あたしは人類初の火星移住計画に応募して選ばれた。あいつのいない地球に未練はない。離れてゆく地球を直接見ることはできないが映像は見ることができる。あたしはいま贅沢な映像を楽しむ観客だ。あたし自身の力で飛んでいるわけではない。

「高い」とはなんだろう。大地から離れれば離れるほど「高い」のではないか。あたしはあいつが目指した高みより高く、高く、高く、飛んでゆく。

10/14/2024, 9:11:01 AM

子供のように

さよう、不老と不死は違う概念であるな。では不老と不死の対となる概念はなんであろう。「老いと死」であるとな? そうか、おぬしはそう思うのか。それは「夜」と対になるのは「夜でないもの」というようなものぞ。まあまだおぬしは若いので考えるがよい。
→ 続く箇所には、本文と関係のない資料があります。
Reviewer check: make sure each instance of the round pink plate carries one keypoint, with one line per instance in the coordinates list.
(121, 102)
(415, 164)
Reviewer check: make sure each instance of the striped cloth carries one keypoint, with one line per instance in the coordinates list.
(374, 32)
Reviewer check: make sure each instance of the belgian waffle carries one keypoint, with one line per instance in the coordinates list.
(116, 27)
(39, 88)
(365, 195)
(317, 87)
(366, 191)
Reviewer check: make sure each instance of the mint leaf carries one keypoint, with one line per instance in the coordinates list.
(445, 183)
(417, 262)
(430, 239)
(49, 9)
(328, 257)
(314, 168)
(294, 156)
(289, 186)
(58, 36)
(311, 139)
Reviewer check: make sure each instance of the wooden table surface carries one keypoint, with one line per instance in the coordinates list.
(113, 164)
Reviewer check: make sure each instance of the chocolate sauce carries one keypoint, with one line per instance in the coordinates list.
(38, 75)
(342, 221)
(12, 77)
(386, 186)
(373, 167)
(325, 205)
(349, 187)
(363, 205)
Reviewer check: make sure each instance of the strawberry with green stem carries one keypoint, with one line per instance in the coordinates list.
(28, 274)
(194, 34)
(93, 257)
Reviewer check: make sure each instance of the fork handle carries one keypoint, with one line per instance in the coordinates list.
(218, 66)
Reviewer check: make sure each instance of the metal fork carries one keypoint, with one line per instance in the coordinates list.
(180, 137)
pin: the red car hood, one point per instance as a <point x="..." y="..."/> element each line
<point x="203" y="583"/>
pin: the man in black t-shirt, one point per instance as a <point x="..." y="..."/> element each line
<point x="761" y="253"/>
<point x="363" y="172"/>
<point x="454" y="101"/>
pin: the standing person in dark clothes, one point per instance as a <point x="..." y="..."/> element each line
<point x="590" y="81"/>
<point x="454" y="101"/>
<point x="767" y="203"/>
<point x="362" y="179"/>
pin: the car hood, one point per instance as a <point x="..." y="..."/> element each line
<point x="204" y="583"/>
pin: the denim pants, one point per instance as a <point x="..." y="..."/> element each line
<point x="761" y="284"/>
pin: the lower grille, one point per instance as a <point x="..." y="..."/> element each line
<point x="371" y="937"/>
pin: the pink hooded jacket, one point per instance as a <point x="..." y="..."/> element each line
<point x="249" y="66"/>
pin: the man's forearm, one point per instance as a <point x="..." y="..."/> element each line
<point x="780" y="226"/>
暗くなってきたの。夕餉じゃ。サアキイよ、酒を持ってきなさい。あれ、サアキイはさっと動くよい子だが、何歳だと思うかね? 十歳か十一歳? まあそんなもんよの、子供のように見えるの。あれはな、儂の三倍は生きておる。齢二百を数えるであろ。あれは老いぬ生き物でな、おそらく殺せば死ぬし病めば死ぬやもしれぬが、儂の知る限りあの姿で数十年生きておる。老いの対になる概念はなんであろうな? 

さてそろそろ痺れ薬が効いてきたかの? サアキイや、おまえも夕餉になさい。この男は若いし壮健のようだから、血もうまいであろ。

10/13/2024, 7:05:48 AM

放課後

放課後は暇だ。部活も生徒会も塾もバイトもやってないから。クラスの不良は何が楽しいのかうんこ座りしてモクやアンパンやってるけど、僕はそういうのもやらない。学生運動なんかもちろんやらないノンポリ。だからホントに暇で暇だ暇だと思いながらアーケード街を歩いてたら知らない人に呼び止められた。

「こんなところにいたんですね。街歩きは楽しかったですか? もう帰りましょうね」

柔らかな口調の男性はなんとなく頼れる先生っぽい雰囲気があるけど、高校では見かけたことがない。補導でもないらしい。誰だろう。僕は有無を言わせず車に乗せられ、見覚えのあるようなないような建物に連れて行かれた。「老人ホーム瑞恵園」と看板にある。

あ、と思った。突然頭の中がすっきり晴れやかになる。僕を連れてきてくれたのはいつもの介護士さんだ。名前は思い出せないけど。そして、ここに僕の家がある。学校どころか人生の放課後を迎え、認知症になった僕が暮らしている、僕の終の棲家が。